What you think should happen instead?

DAGs with dynamic task mapping to proceed as expected and no restarts on scheudler or executors.

How to reproduce

Have a DAG with dynamic task mapping enabled creating 100+ tasks and run them in schedules of 30 mins.

Operating System

PRETTY_NAME="Debian GNU/Linux 12 (bookworm)" NAME="Debian GNU/Linux" VERSION_ID="12" VERSION="12 (bookworm)" VERSION_CODENAME=bookworm ID=debian

Versions of Apache Airflow Providers

apache-airflow 2.9.1 apache-airflow-providers-alibaba 2.7.3 apache-airflow-providers-amazon 8.20.0 apache-airflow-providers-celery 3.6.2 apache-airflow-providers-cncf-kubernetes 8.1.1 apache-airflow-providers-common-io 1.3.1 apache-airflow-providers-common-sql 1.12.0 apache-airflow-providers-databricks 6.3.0 apache-airflow-providers-docker 3.10.0 apache-airflow-providers-elasticsearch 5.3.4 apache-airflow-providers-fab 1.0.4 apache-airflow-providers-ftp 3.8.0 apache-airflow-providers-google 10.17.0 apache-airflow-providers-grpc 3.4.1 apache-airflow-providers-hashicorp 3.6.4 apache-airflow-providers-http 4.10.1 apache-airflow-providers-imap 3.5.0 apache-airflow-providers-jenkins 3.5.1 apache-airflow-providers-microsoft-azure 10.0.0 apache-airflow-providers-mysql 5.5.4 apache-airflow-providers-odbc 4.5.0 apache-airflow-providers-openlineage 1.7.0 apache-airflow-providers-oracle 3.9.2 apache-airflow-providers-postgres 5.10.2 apache-airflow-providers-redis 3.6.1 apache-airflow-providers-sendgrid 3.4.0 apache-airflow-providers-sftp 4.9.1 apache-airflow-providers-slack 8.6.2 apache-airflow-providers-smtp 1.6.1 apache-airflow-providers-snowflake 5.4.0 apache-airflow-providers-sqlite 3.7.1 apache-airflow-providers-ssh 3.10.1

Deployment

Official Apache Airflow Helm Chart

Deployment details

No response

Anything else?

Issue occurs once or twice a day.

Are you willing to submit PR?

Code of Conduct

boring-cyborg[bot] commented 1 month ago

Thanks for opening your first issue here! Be sure to follow the issue template! If you are willing to raise PR to address this issue please do so, no need to wait for approval.

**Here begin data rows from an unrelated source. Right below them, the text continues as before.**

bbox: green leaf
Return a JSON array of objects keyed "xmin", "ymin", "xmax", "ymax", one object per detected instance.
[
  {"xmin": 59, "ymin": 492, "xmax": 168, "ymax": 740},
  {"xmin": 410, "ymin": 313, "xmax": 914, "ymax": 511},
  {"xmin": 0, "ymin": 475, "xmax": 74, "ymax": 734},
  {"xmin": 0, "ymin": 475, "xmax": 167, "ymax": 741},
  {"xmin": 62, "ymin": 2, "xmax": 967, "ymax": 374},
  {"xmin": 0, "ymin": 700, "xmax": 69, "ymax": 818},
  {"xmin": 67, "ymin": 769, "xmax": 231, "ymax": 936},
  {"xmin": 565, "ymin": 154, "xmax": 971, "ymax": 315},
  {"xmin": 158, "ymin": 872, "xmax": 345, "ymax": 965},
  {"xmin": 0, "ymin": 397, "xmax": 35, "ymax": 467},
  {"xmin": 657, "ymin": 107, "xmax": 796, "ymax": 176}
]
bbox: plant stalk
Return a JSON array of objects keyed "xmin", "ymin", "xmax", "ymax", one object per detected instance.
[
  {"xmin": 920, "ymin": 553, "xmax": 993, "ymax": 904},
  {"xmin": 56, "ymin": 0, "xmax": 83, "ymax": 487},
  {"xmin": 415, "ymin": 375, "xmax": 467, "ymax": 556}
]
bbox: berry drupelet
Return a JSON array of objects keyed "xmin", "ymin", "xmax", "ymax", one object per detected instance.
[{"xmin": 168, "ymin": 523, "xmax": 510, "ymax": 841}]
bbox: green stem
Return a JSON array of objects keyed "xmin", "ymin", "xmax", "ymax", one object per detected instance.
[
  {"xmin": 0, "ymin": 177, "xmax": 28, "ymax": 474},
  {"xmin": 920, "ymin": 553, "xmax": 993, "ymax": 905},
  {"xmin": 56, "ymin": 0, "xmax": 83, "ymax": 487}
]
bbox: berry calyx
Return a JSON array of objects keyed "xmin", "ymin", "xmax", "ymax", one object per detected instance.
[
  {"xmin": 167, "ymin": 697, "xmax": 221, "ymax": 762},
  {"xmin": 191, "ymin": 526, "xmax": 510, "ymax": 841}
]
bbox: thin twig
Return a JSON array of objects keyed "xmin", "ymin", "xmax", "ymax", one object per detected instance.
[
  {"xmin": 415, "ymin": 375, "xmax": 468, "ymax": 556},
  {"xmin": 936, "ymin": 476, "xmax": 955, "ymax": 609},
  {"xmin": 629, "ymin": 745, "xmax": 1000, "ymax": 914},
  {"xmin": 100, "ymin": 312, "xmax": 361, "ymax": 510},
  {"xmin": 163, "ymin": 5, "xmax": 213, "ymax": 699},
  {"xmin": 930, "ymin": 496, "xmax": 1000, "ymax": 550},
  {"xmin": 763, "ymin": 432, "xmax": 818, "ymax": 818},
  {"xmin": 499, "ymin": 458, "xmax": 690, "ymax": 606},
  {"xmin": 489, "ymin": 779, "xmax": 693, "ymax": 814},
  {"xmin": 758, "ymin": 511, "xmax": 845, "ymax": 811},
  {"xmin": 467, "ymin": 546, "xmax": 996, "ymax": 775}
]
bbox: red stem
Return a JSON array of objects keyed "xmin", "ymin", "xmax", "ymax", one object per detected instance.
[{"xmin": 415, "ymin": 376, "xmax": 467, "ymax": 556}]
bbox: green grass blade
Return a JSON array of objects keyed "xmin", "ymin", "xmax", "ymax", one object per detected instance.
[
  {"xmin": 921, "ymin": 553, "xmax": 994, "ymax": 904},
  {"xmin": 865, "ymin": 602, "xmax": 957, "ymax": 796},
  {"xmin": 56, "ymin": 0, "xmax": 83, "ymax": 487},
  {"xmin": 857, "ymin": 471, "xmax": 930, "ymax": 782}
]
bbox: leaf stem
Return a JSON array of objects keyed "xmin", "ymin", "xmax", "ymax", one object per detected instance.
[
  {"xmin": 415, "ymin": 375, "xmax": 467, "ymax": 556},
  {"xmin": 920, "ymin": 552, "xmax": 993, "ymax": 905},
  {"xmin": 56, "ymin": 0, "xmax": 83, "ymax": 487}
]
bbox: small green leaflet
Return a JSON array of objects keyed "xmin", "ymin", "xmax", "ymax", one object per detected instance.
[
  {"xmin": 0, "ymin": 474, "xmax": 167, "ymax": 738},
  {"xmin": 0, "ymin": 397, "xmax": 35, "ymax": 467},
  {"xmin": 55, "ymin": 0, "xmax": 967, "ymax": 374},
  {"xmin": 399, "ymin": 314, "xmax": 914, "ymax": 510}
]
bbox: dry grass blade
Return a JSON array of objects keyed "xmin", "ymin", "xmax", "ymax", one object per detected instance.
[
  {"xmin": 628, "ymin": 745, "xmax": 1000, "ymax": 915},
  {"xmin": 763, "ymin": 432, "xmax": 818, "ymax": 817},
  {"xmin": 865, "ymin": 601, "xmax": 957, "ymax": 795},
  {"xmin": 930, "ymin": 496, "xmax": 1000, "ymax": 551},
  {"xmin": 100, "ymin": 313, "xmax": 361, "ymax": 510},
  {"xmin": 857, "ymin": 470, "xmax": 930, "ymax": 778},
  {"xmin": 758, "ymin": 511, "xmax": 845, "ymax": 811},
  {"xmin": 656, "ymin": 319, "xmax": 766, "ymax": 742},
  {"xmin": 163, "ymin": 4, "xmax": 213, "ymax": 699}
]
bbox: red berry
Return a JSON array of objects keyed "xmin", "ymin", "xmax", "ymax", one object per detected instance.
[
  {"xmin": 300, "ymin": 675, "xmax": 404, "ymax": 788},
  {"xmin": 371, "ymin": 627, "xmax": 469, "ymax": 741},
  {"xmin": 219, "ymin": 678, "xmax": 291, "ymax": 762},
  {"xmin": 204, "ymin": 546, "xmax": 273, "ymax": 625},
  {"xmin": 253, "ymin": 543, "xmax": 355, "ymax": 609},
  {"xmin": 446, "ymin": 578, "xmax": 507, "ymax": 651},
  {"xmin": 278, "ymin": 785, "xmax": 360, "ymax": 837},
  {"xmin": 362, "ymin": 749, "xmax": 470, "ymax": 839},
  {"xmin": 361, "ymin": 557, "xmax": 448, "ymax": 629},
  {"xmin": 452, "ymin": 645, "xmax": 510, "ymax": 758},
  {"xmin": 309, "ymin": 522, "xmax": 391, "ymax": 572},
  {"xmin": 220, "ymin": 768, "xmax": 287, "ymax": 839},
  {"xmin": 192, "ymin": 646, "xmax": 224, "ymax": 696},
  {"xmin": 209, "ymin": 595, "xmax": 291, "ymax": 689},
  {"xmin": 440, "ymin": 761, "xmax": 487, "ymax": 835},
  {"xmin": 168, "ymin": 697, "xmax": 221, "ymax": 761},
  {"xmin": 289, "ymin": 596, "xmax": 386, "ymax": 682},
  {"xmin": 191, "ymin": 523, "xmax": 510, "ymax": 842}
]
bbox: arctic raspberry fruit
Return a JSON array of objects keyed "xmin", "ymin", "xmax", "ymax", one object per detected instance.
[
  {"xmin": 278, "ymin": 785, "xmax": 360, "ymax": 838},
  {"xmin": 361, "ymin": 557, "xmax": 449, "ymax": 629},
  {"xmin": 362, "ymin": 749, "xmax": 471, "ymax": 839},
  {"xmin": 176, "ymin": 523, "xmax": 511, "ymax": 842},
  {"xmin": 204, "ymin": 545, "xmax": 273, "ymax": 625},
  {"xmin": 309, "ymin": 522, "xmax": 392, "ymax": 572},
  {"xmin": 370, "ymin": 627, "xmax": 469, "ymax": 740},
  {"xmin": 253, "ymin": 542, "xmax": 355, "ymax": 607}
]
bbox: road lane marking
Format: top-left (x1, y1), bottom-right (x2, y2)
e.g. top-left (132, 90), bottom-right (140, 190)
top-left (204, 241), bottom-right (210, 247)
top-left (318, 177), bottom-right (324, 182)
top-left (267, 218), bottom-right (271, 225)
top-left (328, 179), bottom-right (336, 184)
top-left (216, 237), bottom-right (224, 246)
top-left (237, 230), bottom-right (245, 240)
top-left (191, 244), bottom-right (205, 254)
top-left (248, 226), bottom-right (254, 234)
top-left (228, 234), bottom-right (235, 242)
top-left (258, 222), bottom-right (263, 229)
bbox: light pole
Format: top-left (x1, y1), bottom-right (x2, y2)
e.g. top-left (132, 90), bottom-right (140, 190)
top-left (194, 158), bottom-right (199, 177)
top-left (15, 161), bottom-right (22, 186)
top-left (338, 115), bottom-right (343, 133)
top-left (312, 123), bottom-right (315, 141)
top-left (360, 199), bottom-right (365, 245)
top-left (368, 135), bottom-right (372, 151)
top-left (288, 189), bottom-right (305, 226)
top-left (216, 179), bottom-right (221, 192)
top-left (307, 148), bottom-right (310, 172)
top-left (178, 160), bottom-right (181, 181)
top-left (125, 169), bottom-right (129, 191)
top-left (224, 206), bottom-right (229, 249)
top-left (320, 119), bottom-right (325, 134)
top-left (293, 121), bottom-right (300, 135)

mro-dmoura commented 2 weeks ago

I'm experiencing the same issue. Using Celery Executor in EKS with PostgreSQL on RDS as metadata database. The dynamic generated tasks affect other tasks and DAGs, causing random task killed without logs: [2024-10-14, 05:14:48 CDT] {scheduler_job_runner.py:843} ERROR - Executor reports task instance <TaskInstance: taskname [queued]> finished (failed) although the task says it's queued. (Info: None) Was the task killed externally?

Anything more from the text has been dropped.